Name of Corresponding Unit Plan: War of 1812

Grade Level: 4-12

Common Core Standards
SL5.2. Summarize a written text read aloud or information presented in diverse media and formats, including visually, quantitatively, and orally.
SL4.3. Identify the reasons and evidence a speaker provides to support particular points.

Content Areas: Social Studies, Language Arts, Art

Recommended Length/Duration: 45-60 minutes

Learning Goals: Students will use an analytical framework to grasp information from an image of a historic event.

Description/Sequence:

  1. Introduce the activity by discussing how images of important events are captured. Lead the discussion to the fact that the War of 1812 happened before cameras. Images from that time had to be drawn or painted by people who were there, or by artists who talked to or read accounts of witnesses.
  2. If you have not used it before, distribute copies of the Library of Congress’s “Primary Source Analysis Tool.” Describe the three main activities for analysis: Observe, Reflect, Question.
  3. Distribute copies of the historic images of the Battle of Lake Champlain.
  4. Either orally or in writing, have students observe what they see in the picture. Guiding questions might include:
    • What is the setting of the picture?
    • What do you notice first?
    • What are the people and objects you see?
    • How are they arranged?
    • How are they similar or different?
    • What other details do you see?
  5. Either orally or in writing, have students reflect on what they see in the image. Guiding questions might include:
    • What is happening in the image?
    • Why do you think this image was made?
    • When do you think it was made?
    • Who do you think was the audience for this image?
    • What tools were used to create it?
    • If someone made this today, how would it be different? Same?
  6. Either orally or in writing, have students ask questions about the picture. Guiding questions might include:
    • What do you wonder about?
    • Who? What? When? Where? Why? How?

Assessments: Informal assessment based on participation.

Materials/Resources:
Primary Source Teachers' Guide and Images of the Battle of Plattsburgh (pdf), which includes:

Special Considerations: If students are not familiar with image analysis, the teacher may want to practice with several simple or familiar pictures to practice the skill before using a topical content image.

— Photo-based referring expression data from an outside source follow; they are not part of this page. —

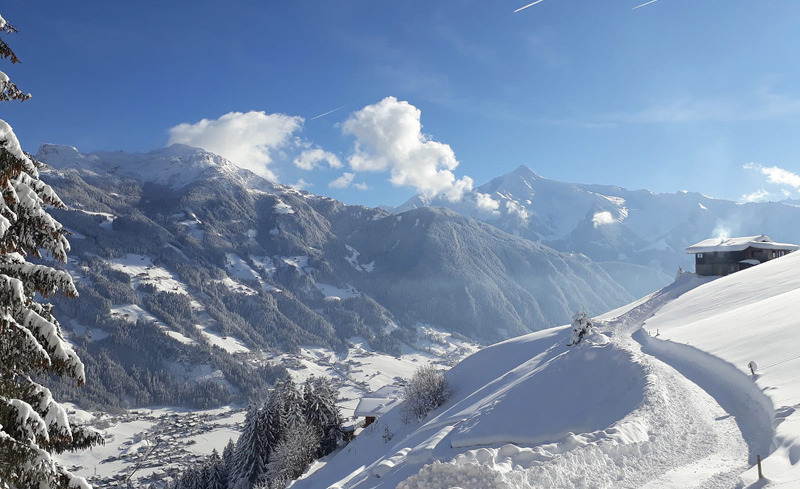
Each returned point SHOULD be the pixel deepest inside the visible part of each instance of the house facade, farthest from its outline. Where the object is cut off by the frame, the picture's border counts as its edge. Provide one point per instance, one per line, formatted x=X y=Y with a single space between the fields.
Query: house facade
x=722 y=256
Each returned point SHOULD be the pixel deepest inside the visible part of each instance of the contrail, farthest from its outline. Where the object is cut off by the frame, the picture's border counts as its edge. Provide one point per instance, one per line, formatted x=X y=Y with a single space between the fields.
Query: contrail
x=646 y=3
x=531 y=5
x=337 y=108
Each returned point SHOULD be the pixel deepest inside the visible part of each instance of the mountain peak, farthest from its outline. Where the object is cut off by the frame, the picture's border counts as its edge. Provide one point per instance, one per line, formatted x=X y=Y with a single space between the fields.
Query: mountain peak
x=524 y=171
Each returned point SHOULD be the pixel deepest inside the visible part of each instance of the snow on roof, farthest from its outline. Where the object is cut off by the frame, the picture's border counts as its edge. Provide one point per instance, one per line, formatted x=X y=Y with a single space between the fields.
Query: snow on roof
x=374 y=406
x=738 y=244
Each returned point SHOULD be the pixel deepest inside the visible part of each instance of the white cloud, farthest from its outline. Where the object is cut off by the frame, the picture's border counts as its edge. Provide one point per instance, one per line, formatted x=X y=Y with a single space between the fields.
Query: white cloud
x=389 y=138
x=602 y=218
x=762 y=104
x=301 y=184
x=312 y=158
x=759 y=195
x=514 y=207
x=486 y=203
x=776 y=175
x=343 y=181
x=248 y=139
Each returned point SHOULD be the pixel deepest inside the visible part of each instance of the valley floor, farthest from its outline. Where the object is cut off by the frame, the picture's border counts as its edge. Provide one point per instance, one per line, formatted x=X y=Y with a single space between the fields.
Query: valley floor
x=659 y=395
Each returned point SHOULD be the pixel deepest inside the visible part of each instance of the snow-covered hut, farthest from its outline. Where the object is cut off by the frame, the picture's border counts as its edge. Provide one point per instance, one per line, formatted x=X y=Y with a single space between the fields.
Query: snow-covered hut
x=371 y=408
x=721 y=256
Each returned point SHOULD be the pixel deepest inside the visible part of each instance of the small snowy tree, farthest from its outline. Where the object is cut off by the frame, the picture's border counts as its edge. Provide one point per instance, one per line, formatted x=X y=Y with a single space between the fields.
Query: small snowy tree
x=321 y=412
x=32 y=424
x=426 y=391
x=581 y=324
x=249 y=459
x=293 y=455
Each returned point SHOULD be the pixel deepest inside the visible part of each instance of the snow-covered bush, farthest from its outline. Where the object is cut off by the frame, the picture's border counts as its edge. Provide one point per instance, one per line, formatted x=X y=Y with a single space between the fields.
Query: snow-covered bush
x=426 y=391
x=581 y=324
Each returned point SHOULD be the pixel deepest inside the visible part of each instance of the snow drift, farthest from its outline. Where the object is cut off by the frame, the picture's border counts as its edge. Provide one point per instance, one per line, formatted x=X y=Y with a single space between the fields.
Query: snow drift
x=659 y=394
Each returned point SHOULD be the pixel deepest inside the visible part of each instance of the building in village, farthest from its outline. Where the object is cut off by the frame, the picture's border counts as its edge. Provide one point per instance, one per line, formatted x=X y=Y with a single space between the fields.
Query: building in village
x=371 y=408
x=722 y=256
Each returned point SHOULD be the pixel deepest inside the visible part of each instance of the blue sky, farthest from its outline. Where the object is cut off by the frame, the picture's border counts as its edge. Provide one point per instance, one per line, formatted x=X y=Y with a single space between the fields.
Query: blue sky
x=679 y=94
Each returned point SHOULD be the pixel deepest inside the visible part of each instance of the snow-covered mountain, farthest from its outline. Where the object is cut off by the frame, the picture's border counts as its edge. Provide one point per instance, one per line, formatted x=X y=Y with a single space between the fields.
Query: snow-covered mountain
x=616 y=226
x=184 y=262
x=659 y=394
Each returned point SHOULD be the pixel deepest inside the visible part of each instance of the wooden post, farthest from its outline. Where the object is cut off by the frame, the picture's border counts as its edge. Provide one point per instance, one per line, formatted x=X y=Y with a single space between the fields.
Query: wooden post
x=760 y=475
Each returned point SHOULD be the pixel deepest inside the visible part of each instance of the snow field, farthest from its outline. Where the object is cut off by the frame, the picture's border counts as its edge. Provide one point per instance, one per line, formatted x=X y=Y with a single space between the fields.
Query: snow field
x=748 y=316
x=141 y=270
x=531 y=412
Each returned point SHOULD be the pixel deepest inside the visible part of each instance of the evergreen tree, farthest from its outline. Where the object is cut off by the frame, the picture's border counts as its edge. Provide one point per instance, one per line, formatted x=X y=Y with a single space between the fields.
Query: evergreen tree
x=250 y=456
x=322 y=414
x=32 y=424
x=272 y=419
x=218 y=473
x=581 y=324
x=291 y=401
x=292 y=456
x=227 y=456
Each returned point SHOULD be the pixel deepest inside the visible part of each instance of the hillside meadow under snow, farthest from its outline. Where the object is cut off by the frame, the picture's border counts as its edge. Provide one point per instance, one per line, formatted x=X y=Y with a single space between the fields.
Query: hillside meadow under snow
x=658 y=395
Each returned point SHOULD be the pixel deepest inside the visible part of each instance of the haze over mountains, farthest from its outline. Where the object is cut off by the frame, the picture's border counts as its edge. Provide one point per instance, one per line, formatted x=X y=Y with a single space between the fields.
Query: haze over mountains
x=617 y=227
x=196 y=252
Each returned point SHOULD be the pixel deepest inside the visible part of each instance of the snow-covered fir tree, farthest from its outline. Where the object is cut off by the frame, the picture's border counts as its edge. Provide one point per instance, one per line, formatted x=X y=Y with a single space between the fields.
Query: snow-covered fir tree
x=581 y=324
x=321 y=412
x=227 y=456
x=291 y=402
x=250 y=457
x=292 y=456
x=217 y=472
x=426 y=390
x=33 y=425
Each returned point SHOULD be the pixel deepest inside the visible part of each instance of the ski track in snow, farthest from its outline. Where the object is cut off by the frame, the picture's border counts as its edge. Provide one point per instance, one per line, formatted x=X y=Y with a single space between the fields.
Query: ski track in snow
x=654 y=415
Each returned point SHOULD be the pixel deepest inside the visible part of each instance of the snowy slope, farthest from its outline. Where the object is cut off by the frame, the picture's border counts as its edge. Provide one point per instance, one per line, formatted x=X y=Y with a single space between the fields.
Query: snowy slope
x=751 y=316
x=615 y=225
x=631 y=406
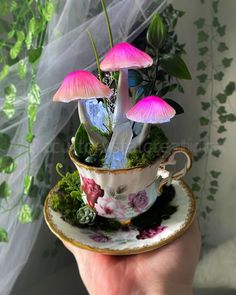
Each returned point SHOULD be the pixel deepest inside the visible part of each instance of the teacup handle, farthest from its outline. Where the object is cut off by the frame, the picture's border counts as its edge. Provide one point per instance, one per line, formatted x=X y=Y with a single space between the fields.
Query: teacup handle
x=170 y=160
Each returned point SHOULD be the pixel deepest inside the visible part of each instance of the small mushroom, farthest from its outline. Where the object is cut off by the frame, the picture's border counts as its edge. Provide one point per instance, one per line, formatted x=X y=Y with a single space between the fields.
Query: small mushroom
x=82 y=85
x=121 y=57
x=149 y=110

Extensions: Students may want to analyze several images of the same event. Students may want to try and find answers to the questions they generate as part of their analysis.

Notes: The Library of Congress is a wonderful place for primary sources. Their comprehensive Teachers’ Guide to using Primary Sources can be found online: http://www.loc.gov/teachers/usingprimarysources/.
We have reproduced two of their guides here, the Primary Source Analysis Tool and the Teachers Guide to Analyzing Photographs & Prints.